Entering competition for the first time can feel like a really difficult thing to do. How do I find all the information I need? Is my work good enough? How should I set up my case? What are the Judges looking for? These and other questions may seem so difficult that you don’t even start. Don’t let the questions keep you from this fun side of our hobby.

The rules and much exhibiting information is readily available in the AFMS Uniform Rules, a document that is available to anyone on the AFMS web site free or for a small fee from Pat LaRue. Your club Director or club shop may have a copy. If one of your club members has entered competition or is a Judge, they may have a copy they can lend you (or, better yet, they would probably be happy to help you get the information you need). Anticipate needing some help interpreting the rules; even experienced Judges sometimes have problems.

I think one thing that keeps many people from competing is the feeling that they don’t have a good enough piece of work. Well, maybe you do and maybe you don’t. Don’t let that stop you, there were probably a lot of things you didn’t know how to do before you went to school; think of competition as just another form of school.

There are three levels of competition: Novice, Advanced, and Master. Pick the level that you think best applies to you. Do your best workmanship and showmanship; get the best advice you can from those around you, and enter your work. Expect that the Judges will find some problems with your case, but also expect that they will give you written information about your case and how to improve it. There is a Judge-Exhibitor meeting on Saturday around noon. Go to the meeting; talk to the Judges about your case and listen to their comments about how to improve your display. Use the information to improve your exhibit and bring it back next year.

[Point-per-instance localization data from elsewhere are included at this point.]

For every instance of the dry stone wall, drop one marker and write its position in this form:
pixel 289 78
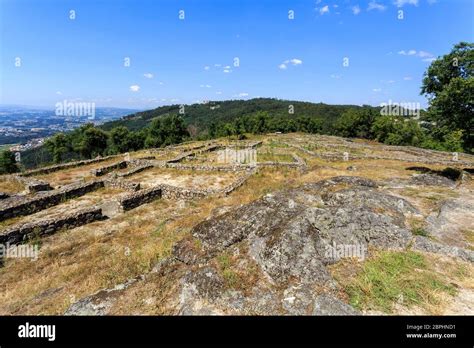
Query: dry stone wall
pixel 15 206
pixel 138 198
pixel 55 168
pixel 107 169
pixel 33 185
pixel 19 233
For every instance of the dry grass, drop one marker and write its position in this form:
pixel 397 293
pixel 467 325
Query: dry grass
pixel 78 262
pixel 402 281
pixel 68 176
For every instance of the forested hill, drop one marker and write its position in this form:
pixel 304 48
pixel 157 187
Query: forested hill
pixel 202 115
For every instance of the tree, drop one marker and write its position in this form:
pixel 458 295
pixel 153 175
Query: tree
pixel 119 137
pixel 261 124
pixel 58 145
pixel 356 123
pixel 449 85
pixel 93 142
pixel 8 163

It can sometimes be hard to understand that no matter how good your work is, it must conform to the rules the Judges use to judge your case. You may have a perfect “widget”, but if the rules say it is “out of class” don’t put it in or enter in another class where it is allowed.

Don’t think that the only reason you are going into competition is to get a trophy. The trophy is your reward for your hard work. The larger benefit comes to you and your club when you show your work back in your own show. Look around your own show; you may be surprised to find out how many of the best displays have been past winners or are by people that have won with other displays.